Hi, Zena. This recipe was amazing. I found it because I was searching what I could do with a honeynut squash I bought on a whim. I'm so glad I tried it out. I made it again with delicata squash, and it was equally delicious. I also had to make some substitutions based on what spices I had in the house. Here is what I used:
instead of nutmeg and sage I used cardamom, a bit of oregano, and a dash of cinnamon
instead of maple-balsamic drizzle, I used a reduced balsamic glaze
This is going to be one of my go-to recipes from now on! Thanks!
Zena | Zena 'n Zaatar says
Thanks so much for sharing your results and alternatives!! That sounds delicious! I'm so glad you enjoyed this recipe! <3
I bought honeynut squash at our local farmers market and stumbled on your blog when searching for revioes. It was absolutely delicious! Tastes like fall.

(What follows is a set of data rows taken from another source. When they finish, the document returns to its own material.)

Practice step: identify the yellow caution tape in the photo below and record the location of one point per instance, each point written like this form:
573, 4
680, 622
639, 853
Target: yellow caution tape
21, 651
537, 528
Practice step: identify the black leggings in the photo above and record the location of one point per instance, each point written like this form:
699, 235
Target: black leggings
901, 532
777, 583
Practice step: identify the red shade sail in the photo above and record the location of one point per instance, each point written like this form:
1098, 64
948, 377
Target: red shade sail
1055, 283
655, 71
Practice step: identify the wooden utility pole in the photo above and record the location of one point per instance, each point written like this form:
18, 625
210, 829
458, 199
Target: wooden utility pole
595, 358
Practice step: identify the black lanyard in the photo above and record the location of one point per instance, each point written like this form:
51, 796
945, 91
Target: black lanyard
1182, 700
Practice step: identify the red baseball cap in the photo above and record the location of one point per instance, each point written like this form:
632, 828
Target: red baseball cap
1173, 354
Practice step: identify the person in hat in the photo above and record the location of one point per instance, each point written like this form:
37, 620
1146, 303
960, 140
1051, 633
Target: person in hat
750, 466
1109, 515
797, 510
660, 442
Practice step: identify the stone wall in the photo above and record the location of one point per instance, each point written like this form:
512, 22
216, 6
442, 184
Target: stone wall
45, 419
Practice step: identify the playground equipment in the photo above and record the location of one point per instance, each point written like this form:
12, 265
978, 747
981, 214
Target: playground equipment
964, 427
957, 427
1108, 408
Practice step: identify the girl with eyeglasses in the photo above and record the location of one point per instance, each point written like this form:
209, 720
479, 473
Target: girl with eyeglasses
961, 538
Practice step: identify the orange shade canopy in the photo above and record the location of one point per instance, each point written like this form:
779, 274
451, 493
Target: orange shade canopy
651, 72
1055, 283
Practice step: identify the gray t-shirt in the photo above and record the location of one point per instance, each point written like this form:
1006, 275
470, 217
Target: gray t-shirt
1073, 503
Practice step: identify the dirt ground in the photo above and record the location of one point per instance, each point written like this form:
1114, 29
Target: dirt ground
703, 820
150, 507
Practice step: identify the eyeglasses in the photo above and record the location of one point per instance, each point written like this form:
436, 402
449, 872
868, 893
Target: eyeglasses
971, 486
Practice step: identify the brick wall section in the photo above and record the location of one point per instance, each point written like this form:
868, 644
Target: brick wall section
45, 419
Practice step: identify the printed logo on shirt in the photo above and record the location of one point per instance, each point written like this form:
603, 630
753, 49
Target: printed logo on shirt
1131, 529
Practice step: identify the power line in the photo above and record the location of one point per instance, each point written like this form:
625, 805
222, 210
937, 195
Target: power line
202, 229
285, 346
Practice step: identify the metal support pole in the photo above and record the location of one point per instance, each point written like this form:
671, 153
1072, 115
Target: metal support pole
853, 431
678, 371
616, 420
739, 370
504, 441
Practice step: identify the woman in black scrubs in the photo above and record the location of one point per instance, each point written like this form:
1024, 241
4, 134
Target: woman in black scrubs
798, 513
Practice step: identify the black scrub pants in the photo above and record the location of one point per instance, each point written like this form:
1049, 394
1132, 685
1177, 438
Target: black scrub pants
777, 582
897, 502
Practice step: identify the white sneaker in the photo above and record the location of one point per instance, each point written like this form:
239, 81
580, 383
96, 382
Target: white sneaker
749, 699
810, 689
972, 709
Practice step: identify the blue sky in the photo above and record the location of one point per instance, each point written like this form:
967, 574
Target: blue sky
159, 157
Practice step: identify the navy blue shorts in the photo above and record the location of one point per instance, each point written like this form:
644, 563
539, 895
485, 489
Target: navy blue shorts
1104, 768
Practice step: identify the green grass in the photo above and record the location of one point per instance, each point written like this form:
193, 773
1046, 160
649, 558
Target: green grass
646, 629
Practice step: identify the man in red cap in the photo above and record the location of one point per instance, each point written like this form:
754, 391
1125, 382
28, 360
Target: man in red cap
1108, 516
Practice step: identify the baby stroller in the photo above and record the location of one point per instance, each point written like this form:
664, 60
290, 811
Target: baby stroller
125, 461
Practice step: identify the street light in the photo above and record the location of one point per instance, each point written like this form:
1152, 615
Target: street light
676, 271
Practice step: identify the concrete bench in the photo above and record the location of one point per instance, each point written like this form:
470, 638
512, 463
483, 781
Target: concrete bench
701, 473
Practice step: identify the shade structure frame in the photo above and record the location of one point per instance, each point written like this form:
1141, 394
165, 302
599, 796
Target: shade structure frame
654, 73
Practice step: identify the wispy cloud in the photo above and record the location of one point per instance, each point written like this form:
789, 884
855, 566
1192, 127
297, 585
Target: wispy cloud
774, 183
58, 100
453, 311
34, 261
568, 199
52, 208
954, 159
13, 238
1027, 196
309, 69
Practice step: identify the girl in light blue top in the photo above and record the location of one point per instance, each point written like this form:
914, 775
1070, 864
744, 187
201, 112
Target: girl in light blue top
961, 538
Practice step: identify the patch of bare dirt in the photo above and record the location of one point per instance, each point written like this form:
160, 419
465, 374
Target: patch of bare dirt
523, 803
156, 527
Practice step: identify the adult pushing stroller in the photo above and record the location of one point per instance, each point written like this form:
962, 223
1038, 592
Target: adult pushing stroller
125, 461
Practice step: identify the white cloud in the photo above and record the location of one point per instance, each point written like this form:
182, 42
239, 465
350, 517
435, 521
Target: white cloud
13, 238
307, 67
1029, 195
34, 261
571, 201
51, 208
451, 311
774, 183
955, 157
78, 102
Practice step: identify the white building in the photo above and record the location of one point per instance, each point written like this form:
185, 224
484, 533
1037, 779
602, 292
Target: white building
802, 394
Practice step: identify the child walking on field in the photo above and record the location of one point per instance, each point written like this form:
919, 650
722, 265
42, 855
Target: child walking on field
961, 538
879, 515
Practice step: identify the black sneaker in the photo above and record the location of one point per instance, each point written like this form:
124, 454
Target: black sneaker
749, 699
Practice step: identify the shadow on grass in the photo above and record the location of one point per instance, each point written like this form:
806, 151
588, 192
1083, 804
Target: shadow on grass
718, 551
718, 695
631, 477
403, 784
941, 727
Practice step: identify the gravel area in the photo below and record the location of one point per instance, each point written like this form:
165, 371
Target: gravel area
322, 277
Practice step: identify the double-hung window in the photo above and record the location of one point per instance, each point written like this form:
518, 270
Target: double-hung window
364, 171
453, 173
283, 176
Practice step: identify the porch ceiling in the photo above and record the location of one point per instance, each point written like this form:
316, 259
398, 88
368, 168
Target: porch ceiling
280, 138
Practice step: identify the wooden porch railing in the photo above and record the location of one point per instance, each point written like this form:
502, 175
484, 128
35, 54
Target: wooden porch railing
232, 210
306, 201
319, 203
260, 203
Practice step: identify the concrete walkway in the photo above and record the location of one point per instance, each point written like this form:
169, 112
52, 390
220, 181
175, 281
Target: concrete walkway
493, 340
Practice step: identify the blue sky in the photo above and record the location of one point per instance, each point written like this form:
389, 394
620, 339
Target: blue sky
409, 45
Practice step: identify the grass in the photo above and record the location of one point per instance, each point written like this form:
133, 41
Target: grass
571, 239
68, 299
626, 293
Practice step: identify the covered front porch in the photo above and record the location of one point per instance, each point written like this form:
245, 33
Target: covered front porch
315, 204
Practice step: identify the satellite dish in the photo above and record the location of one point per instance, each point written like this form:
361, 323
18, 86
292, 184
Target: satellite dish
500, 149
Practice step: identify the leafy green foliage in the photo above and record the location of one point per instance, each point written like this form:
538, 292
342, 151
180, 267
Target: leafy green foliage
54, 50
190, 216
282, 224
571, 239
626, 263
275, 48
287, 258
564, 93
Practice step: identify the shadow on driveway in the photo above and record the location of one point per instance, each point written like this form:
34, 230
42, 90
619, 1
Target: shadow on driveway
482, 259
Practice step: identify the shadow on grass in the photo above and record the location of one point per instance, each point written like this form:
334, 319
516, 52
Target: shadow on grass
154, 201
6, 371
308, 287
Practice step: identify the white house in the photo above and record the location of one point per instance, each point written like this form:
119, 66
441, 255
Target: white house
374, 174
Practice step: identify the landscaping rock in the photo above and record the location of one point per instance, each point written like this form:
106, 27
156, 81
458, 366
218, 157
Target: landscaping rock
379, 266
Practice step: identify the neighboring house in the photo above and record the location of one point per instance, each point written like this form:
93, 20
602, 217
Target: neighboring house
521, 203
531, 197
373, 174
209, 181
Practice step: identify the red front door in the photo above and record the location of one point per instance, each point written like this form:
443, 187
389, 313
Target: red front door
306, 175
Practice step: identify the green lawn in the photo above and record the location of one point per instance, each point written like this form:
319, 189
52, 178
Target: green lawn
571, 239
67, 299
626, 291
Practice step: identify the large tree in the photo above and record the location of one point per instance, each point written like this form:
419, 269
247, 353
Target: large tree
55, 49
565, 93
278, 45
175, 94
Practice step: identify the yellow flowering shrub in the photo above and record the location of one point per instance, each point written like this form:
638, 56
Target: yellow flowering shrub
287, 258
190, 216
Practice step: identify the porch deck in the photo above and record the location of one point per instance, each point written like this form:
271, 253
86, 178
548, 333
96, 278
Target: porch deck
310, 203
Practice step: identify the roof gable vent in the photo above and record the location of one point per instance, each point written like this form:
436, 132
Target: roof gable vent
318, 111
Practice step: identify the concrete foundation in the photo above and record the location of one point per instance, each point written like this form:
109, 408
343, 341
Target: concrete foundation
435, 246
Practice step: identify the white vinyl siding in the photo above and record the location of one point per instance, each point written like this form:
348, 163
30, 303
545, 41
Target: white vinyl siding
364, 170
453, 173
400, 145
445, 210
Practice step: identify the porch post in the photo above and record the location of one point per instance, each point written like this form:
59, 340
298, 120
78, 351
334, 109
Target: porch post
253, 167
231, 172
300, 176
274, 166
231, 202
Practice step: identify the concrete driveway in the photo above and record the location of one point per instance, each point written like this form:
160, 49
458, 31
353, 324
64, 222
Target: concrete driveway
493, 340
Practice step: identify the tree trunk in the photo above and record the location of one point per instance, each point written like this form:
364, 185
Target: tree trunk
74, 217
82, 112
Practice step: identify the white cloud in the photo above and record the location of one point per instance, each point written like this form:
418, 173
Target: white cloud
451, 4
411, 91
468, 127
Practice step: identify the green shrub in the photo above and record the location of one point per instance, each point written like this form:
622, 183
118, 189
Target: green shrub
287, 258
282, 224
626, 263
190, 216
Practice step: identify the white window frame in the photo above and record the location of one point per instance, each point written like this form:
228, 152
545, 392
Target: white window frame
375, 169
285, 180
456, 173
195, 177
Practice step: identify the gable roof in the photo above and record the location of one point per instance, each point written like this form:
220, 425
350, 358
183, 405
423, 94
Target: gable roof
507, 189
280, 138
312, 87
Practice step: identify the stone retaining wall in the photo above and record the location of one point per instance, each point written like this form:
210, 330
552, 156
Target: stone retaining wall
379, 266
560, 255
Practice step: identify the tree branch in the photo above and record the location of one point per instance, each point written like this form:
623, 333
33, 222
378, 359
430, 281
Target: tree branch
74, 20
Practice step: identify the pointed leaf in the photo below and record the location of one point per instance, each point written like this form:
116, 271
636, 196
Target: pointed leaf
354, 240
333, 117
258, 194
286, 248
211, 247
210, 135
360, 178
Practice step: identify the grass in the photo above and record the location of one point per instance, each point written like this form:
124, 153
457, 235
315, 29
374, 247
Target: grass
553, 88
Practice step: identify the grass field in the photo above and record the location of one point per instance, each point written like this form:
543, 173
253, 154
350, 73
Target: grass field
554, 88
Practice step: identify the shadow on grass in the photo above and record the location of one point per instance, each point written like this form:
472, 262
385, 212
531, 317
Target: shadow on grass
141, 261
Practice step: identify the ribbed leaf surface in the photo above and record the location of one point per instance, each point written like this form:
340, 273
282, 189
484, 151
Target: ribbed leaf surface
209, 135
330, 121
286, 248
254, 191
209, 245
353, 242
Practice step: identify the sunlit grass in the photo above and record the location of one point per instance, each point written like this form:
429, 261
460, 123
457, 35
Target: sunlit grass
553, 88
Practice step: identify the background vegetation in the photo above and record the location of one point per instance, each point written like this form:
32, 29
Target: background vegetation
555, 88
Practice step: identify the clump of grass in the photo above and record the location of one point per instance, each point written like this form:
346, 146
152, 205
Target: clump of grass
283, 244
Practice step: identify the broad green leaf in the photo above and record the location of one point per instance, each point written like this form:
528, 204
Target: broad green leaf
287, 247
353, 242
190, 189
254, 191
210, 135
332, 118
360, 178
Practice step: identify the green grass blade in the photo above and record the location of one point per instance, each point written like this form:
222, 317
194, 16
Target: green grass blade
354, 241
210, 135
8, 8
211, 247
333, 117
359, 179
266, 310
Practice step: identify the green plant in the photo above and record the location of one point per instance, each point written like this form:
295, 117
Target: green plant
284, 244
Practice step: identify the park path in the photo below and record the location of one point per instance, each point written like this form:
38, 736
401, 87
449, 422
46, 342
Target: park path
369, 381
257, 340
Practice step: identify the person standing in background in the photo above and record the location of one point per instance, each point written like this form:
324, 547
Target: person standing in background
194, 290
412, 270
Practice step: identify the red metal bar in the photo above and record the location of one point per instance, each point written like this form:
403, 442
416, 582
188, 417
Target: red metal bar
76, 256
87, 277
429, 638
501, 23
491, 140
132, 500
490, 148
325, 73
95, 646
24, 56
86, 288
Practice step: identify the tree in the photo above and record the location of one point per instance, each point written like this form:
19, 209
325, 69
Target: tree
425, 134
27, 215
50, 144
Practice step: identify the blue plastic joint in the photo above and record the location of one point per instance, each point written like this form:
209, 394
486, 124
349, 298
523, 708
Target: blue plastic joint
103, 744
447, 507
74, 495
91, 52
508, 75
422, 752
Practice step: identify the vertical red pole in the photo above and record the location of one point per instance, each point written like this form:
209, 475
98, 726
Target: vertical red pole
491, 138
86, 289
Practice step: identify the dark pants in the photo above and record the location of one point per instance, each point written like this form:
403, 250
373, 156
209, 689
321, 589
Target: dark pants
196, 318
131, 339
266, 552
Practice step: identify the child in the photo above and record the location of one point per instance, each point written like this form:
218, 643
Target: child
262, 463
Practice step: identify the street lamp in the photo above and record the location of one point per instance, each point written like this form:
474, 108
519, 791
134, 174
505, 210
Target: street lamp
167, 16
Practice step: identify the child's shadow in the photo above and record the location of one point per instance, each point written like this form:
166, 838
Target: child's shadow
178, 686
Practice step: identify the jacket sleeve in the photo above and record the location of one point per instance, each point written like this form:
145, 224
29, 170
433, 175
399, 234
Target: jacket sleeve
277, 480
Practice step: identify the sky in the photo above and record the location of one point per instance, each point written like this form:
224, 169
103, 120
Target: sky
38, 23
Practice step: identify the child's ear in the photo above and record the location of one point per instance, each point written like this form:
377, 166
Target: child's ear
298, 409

This was so amazing! Like the others I purchased honey nut squash and went searching for a recipe. I stumbled on this one and tried it and loved it! I didn’t have fresh sage so I substituted for rubbed sage in the spice cabinet. I will be making this again.
Really loved this recipe the first time I made it, and making it again tonight. We received honeynut squash in our "Hungry Harvest" box. Found this recipe and my husband and I were both impressed. Trying it out again tonight and hope the kids love it as well. Thank you for sharing!
Michele DiGirolamo says
Hi. Could this be made a day ahead and then reheated? It looks delicious. Thanks.
Zena | Zen and Zaatar says
Yes, that would work! Hope you love it!